A part quelques champions de l’énergie et de la créativité (on n’a pas tous la pêche d’Elon Musk), qui a encore envie de se projeter dans le futur, de faire des plans, d’entreprendre? Personne ne peut croire que dans un, deux ou trois ans, tout reviendra comme avant. Des changements, pour le meilleur et pour le pire, modifieront durablement le fonctionnement de la société. Mais lesquels? Jusqu’à quel point? Dans cette incertitude, comment imaginer les rebonds, les fenêtres nouvelles?
Ces questions ont de quoi tarauder les jeunes qui cherchent leur voie. Mais aussi toute une frange de la population déjà larguée, dans la restauration, l’hôtellerie, le petit commerce, le voyage, le divertissement, la culture. Des secteurs pour une part déjà fragilisés auparavant et pour qui la crise sera, dans bien des cas, le coup de grâce.
Certes des aides tombent du ciel étatique. Il en faudrait plus, beaucoup plus, entend-on. Sans doute. Mais pour combien de temps encore? La Suisse est un pays riche, avec des réserves financières considérables, la capacité de s’endetter encore et encore. Tant mieux. Mais sur quelle perspective d’avenir débouche cette politique?
Lire aussi: De grâce, redressons la tête!
En fait tous les Européens en sont là. A attendre le salut d’en haut, de leurs autorités implorées de se montrer généreuses. Les dirigeants qui osent mettre un bémol à ces demandes sont désignés comme des grincheux. Certains, il est vrai, sont des grippe-sous publics. Mais comment ne pas voir qu’il faudra autre chose pour relancer la machine après le décrochage? Quoi? Des élans individuels et collectifs. Alors que les individus sont plutôt en train de ratatiner leur horizon. Alors que les collectivités publiques restreignent les plans élaborés dans l’euphorie d’hier.
Les pouls ralentissent. Pas en Asie cependant où la vitalité, la foi dans la reprise, la soif de prospérité restent intactes. Pas en Afrique où l’on lutte pour la survie au quotidien. Pas en Amérique où la mentalité des pionniers n’a pas disparu. Serait-on face à un mal de civilisation sur notre Vieux-Continent? Un mal qui ne date pas d’hier mais qui prend une tournure particulière, une forme d’asthénie doublée d’un immense besoin de protection.

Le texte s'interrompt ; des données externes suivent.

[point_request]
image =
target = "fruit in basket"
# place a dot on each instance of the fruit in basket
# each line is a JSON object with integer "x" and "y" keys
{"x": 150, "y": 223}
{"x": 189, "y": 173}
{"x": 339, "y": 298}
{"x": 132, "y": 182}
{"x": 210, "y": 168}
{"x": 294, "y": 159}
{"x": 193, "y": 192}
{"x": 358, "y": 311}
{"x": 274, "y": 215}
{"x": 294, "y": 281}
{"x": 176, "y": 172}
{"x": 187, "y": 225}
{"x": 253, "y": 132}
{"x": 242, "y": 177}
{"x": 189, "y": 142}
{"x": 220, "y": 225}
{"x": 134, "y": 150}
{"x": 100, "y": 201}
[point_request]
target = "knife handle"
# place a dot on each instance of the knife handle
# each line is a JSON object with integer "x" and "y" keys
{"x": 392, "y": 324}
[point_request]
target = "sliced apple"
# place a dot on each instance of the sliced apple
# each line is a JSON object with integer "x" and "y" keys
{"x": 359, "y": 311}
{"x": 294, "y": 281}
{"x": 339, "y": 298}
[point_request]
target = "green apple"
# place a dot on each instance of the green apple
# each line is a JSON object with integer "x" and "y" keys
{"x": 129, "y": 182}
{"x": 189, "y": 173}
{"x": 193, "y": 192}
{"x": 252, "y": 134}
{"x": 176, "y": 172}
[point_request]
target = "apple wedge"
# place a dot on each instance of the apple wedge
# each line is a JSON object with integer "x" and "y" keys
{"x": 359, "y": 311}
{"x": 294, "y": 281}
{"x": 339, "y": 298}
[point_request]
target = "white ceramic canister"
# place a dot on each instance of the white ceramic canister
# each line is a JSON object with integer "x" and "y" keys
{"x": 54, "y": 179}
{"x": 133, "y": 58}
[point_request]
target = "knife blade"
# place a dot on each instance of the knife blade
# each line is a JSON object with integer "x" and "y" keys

L’entrepreneur et chroniqueur au Figaro, professeur à Sciences Po, Mathieu Laine, va jusqu’à titrer son récent ouvrage (aux Presses de la Cité): Infantilisation. Une ode à la responsabilisation individuelle. «La bureaucratie, écrit-il, est ainsi devenue, pour notre Bien, une Big Nanny tutélaire et tentaculaire maternant jusqu’à l’absurde le moindre de nos gestes… Si personne ne conteste la nécessité d’intervenir face à un tel péril, c’est la manière dont on nous a parlé, la façon dont on a pu si facilement verrouiller nos vies qui interrogent. Car nous n’avons pas seulement été dociles. Nous sommes de plus en plus nombreux à avoir «besoin» d’être pris en charge, d’être bercés, protégés, y compris contre nous-mêmes. L’infantilisation est un poison lent.» Et de citer le Père Ubu, imaginé il y a plus de cent ans par Alfred Jarry: «Gare à qui ne marchera pas droit!». Et pan! «Chacun de nous est désormais appréhendé comme un malade putatif et un criminel en puissance.»
Commencer redresser la tête? Sûrement pas par de puériles criailleries. Par l’action politique. Mais il faut pour cela un effort personnel. Une piste? Pour secouer l’asthénie, élargir le regard. Où sont passés les objectifs «grand angle» à la télé? A force de suivre les événements au jour le jour, l’avalanche des chiffres, les rafales d’ordres, on s’abrutit. S’arrêter un moment et penser à l’histoire peut-être. Aux vagues d’épidémies qui ont ravagé le monde et qui furent vaincues par la science. Chez nous on mourait encore de la tuberculose dans les années 50. Et elle tue encore là où la médecine fait défaut. Remonter des images… Errant dans les ruines des villes détruites par la guerre, les rescapés, les femmes en particulier, qui se retrouvaient seules avec les enfants, auraient eu toutes raisons de déprimer. Au lieu de quoi, les survivants ont brassé les pierres, reconstruit les maisons, les entreprises, leurs vies. Et ces pays brisés se sont redressés. Cela dit juste pour retrouver le sens des proportions.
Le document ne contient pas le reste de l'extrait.